2. Results and Discussion

2.1. Analysis and Discussion

2.1.1. Characters of Rhodomyrtus tomentosa Chloroplast (CP) Genome

The CP genome of R. tomentosa displays a typical circular double-chain structure, which is 156,129 bp in length. As shown in Figure 1 and Table 1, it is composed of four parts. A pair of inverted repeats (IRa and IRb) with lengths of 25,824 bp separates the large single-copy (LSC) region from the small single-copy (SSC) region, which have lengths of 86,298 bp and 18,183 bp, respectively. The overall length of the protein-coding sequence (CDS) is 76,113 bp. The total GC and AT contents of the R. tomentosa CP genome are 37.1% and 62.8%, respectively. Furthermore, the GC contents of the IR regions, the SSC region and the LSC region are 42.9%, 30.8% and 35.1%, respectively. Generally, the GC content of CP genomes ranges from 34% to 40%, but GC content is not evenly distributed in various regions of the genome. GC content in the IR region was significantly higher than that in the LSC and SSC region. The high GC content in the IR regions was due to the presence of four rRNA genes (rrn16, rrn23, rrn4.5 and rrn5). The content of GC in CDS (37.6%) is slightly higher than that of total GC content. In greater detail, the GC content for the first, second, and third codon positions are 44.9%, 37.3%, and 30.6%, respectively. Obviously, there is a bias toward a higher AT representation at the third codon position, a feature that was also found in other plant CP genomes [19,20].
Figure 1

Genome scheme of the Rhodomyrtus tomentosa chloroplast genome. Genes inside the circle are transcribed clockwise, while those outside are transcribed counterclockwise Filled colors represent different functional groups that specific genes fall into according to the legend on the bottom. Gray arrow represents gene direction.
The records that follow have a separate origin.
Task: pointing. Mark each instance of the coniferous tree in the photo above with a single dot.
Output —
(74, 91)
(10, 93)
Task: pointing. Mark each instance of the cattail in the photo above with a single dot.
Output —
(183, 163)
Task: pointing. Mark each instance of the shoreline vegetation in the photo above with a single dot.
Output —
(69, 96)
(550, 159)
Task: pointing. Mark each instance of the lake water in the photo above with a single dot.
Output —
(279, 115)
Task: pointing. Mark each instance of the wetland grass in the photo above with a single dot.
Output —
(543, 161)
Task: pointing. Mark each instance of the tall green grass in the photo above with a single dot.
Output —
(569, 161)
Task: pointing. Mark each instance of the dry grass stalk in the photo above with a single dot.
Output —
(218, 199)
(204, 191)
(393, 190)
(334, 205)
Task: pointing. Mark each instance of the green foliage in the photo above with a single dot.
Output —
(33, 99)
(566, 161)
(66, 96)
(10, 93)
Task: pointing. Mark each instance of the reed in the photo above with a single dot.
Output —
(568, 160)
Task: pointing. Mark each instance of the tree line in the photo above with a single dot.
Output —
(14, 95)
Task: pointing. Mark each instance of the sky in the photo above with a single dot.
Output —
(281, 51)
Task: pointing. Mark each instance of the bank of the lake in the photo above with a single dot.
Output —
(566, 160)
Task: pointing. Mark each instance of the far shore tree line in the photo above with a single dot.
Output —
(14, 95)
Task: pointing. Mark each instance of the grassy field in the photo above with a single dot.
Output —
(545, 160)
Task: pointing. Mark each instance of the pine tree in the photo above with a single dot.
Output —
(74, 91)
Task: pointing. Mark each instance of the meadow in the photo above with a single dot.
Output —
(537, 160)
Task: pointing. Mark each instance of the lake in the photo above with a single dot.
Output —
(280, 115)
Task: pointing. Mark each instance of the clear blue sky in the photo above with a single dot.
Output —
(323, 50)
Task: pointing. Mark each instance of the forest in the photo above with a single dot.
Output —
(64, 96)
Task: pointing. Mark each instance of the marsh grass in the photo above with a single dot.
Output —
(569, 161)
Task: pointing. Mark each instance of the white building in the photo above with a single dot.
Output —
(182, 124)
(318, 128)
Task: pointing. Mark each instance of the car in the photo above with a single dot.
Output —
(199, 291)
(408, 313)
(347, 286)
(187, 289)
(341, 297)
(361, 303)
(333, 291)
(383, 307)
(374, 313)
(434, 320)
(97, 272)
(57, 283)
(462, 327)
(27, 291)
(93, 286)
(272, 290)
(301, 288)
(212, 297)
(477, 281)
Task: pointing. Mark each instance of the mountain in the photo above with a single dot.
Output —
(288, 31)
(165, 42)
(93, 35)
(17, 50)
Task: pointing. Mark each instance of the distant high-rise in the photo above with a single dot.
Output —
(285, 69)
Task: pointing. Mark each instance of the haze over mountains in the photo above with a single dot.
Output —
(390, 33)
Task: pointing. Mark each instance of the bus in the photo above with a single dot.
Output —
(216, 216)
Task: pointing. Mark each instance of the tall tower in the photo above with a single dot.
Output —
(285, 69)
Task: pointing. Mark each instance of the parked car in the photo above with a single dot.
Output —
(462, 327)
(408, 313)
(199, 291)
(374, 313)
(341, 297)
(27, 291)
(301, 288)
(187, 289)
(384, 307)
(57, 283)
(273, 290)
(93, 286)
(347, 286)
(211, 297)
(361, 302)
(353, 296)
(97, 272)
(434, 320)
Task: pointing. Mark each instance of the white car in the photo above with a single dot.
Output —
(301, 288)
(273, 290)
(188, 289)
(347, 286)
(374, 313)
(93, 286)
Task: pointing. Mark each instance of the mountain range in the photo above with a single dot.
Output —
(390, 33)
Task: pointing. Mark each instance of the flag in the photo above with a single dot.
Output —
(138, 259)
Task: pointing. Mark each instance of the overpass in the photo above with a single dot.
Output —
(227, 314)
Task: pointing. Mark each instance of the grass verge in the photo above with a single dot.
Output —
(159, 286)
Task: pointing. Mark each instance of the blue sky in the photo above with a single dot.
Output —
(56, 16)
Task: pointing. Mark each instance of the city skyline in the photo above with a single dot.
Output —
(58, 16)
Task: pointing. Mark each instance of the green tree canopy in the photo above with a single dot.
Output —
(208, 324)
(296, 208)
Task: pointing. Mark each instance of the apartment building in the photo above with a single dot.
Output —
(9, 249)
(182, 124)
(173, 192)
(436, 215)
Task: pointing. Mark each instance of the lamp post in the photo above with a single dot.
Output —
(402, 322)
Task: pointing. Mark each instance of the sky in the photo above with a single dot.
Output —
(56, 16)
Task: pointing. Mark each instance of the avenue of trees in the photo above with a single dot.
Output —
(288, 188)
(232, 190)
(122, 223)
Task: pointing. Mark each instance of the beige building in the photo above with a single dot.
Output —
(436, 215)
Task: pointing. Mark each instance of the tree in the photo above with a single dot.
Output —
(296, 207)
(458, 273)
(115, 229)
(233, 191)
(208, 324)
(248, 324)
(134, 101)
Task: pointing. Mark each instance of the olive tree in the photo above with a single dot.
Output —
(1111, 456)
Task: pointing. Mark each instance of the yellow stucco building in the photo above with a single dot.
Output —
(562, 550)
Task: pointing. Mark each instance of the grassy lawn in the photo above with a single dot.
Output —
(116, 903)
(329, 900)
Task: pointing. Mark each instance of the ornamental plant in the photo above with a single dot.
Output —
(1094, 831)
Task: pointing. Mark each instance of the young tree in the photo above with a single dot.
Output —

The darker gray color in the inner circle corresponds to GC (guanine and cytosine) content, whereas the lighter gray corresponds to AT (adenine and uracil) content.

Table 1

Base composition in the chloroplast genome of R. tomentosa.

RegionPositionsT (%)C (%)A (%)G (%)Length (bp)
LSC 33.318.031.717.186,298
IRA 28.420.728.722.225,824
SSC 34.116.235.114.618,183
IRB 28.722.228.420.725,284
Total 31.818.931.018.2156,129
CDS 31.617.530.820.176,113
1st position24.018.630.826.325,371
2nd position33.019.829.617.525,371
3rd position37.014.132.016.525,371
The CP genome of R. tomentosa encodes a total of 114 different genes (Table 2), of which 15 genes are duplicated in the IR regions. These 129 genes are comprised of 84 protein-coding genes, 37 tRNA genes and eight rRNA genes. Three pseudogenes (ycf1, rps19 and ndhF) are located around the IR-SSC, IR-LSC and SSC-IR boundaries, respectively. Four protein-coding genes, seven tRNA genes and four rRNA genes are duplicated in the IR regions. The coding regions constitute 56.7% of the genome, while the rest of the genome contains non-coding regions including introns, pseudogenes, and intergenic spacers.
Table 2

Base composition in the chloroplast genome of R. tomentosa.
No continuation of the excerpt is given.